Érase una vez una niña que guardaba cada uno de sus sueños
en un pequeño tarro que antaño guardaba mermelada de fresa. Hay personas que
guardan monedas en un cerdito para ahorrar algo para cumplir sus deseos, pero
ella prefería guardar directamente los sueños, porque los sueños no son
cuestión de dinero, sino de corazón y fe.
Un viaje a París para enamorarse; un paseo entre las ruinas
de una Roma eterna, que parece inamovible al paso del tiempo; una moto con la
que recorrer Italia y perderse entre historia, arte y amores de películas; una
cámara para fotografiar el Partenón y una foto que le permita no olvidar jamás
que estuvo en el mismo lugar donde nació toda la cultura occidental; una bola
del mundo mágica para poder viajar rápidamente a cualquier parte del mundo:
desde México a Madrid, de Oxford a New York, de Granada a Berlín; un alma de
poeta, para perderse entre papeles y plumas, entre versos y realidad; una tesis
y una cátedra; una biblioteca donde siempre hubiera espacios para más libros;
un “te quiero” inesperado; un billete a la Luna; una estrella con su nombre, a
la que viajar cuando las cosas se pusieran feas, un refugio seguro; una vida
eterna para hacer todo aquello que quería; ¡incluso llegó a desear un corazón
nuevo cuando los juegos de adolescencia hicieron más daño del esperado!
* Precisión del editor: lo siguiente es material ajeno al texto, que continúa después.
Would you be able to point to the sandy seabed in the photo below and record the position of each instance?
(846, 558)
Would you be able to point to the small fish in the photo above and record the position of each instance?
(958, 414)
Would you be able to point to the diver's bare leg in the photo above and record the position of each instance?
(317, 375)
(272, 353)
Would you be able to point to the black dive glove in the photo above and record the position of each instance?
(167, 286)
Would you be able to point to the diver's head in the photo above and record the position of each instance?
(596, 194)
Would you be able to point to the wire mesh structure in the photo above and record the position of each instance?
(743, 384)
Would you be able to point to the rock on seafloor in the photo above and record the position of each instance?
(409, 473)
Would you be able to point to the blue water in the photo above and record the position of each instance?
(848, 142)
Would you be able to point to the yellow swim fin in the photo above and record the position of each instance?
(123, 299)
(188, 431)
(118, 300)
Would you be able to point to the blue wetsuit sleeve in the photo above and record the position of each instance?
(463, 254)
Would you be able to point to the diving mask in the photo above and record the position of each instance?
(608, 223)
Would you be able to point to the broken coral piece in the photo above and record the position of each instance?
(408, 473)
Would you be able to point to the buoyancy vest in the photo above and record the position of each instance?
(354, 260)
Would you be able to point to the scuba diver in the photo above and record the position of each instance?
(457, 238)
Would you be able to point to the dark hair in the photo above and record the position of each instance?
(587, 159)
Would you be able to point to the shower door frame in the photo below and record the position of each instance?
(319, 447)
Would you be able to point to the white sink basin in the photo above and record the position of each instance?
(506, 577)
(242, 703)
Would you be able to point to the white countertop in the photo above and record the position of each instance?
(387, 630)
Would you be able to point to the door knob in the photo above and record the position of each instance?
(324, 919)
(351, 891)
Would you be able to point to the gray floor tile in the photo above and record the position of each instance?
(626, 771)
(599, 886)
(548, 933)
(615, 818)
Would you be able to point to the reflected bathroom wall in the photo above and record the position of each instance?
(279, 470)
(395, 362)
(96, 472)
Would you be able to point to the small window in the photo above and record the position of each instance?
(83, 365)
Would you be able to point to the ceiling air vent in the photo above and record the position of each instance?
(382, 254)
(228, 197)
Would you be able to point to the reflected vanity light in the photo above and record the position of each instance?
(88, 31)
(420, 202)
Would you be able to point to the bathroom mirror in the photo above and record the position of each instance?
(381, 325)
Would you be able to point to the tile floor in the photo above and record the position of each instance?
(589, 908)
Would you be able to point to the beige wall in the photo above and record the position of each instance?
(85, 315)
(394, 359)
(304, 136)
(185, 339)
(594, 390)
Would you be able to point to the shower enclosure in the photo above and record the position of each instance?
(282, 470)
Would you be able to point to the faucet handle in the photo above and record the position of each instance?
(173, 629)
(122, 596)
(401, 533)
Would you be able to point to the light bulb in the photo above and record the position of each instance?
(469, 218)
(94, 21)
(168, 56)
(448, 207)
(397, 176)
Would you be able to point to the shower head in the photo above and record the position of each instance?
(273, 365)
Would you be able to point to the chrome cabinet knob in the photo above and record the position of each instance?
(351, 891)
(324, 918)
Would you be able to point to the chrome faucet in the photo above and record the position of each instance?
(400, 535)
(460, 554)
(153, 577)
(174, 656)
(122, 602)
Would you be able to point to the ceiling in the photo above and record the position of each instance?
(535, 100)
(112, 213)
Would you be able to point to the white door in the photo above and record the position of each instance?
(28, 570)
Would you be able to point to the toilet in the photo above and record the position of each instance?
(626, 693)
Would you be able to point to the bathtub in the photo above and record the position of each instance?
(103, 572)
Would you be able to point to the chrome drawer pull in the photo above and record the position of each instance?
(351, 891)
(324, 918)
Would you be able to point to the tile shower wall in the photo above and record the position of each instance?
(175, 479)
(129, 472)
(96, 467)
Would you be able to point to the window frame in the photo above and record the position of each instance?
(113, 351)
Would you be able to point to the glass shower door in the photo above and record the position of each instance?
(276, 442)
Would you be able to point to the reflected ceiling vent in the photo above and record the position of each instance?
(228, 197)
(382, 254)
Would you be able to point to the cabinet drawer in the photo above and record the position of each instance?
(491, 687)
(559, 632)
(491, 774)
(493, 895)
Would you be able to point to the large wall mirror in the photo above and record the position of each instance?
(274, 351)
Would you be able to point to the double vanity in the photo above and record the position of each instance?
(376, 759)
Y durante años fue colocando con sumo cuidado cada uno de
ellos en aquel pequeño tarro, cada vez más lleno de ilusión, pero más vacío de
espacio. Así que, para poder seguir soñando, decidió cambiar el tarro por uno
más grande. No pensó nunca que sus sueños pudieran llegar a pesar tanto y con
su descuido lo único que consiguió es dar con ellos en el suelo, esparcidos por
toda la cocina, y muchos rotos en miles de pequeños pedazos. Y al ver cómo
todos sus sueños se habían ido al traste, no pudo hacer otra cosa que llorar.
Lloró y lloró desconsoladamente durante horas.
Hasta que al fin comprendió que los sueños rotos, como
cualquier taza que se rompe, también se pueden pegar. Un sueño roto bien pegado
puede volverse aún más bello de lo que era. Y con paciencia y mucha ilusión
(porque no hay mejor pegamento que ese) consiguió recuperar su tarro y cada uno
de sus sueños. Y siguió soñando porque, al fin y al cabo, soñar no cuesta nada
y los sueños siempre pueden hacerse realidad.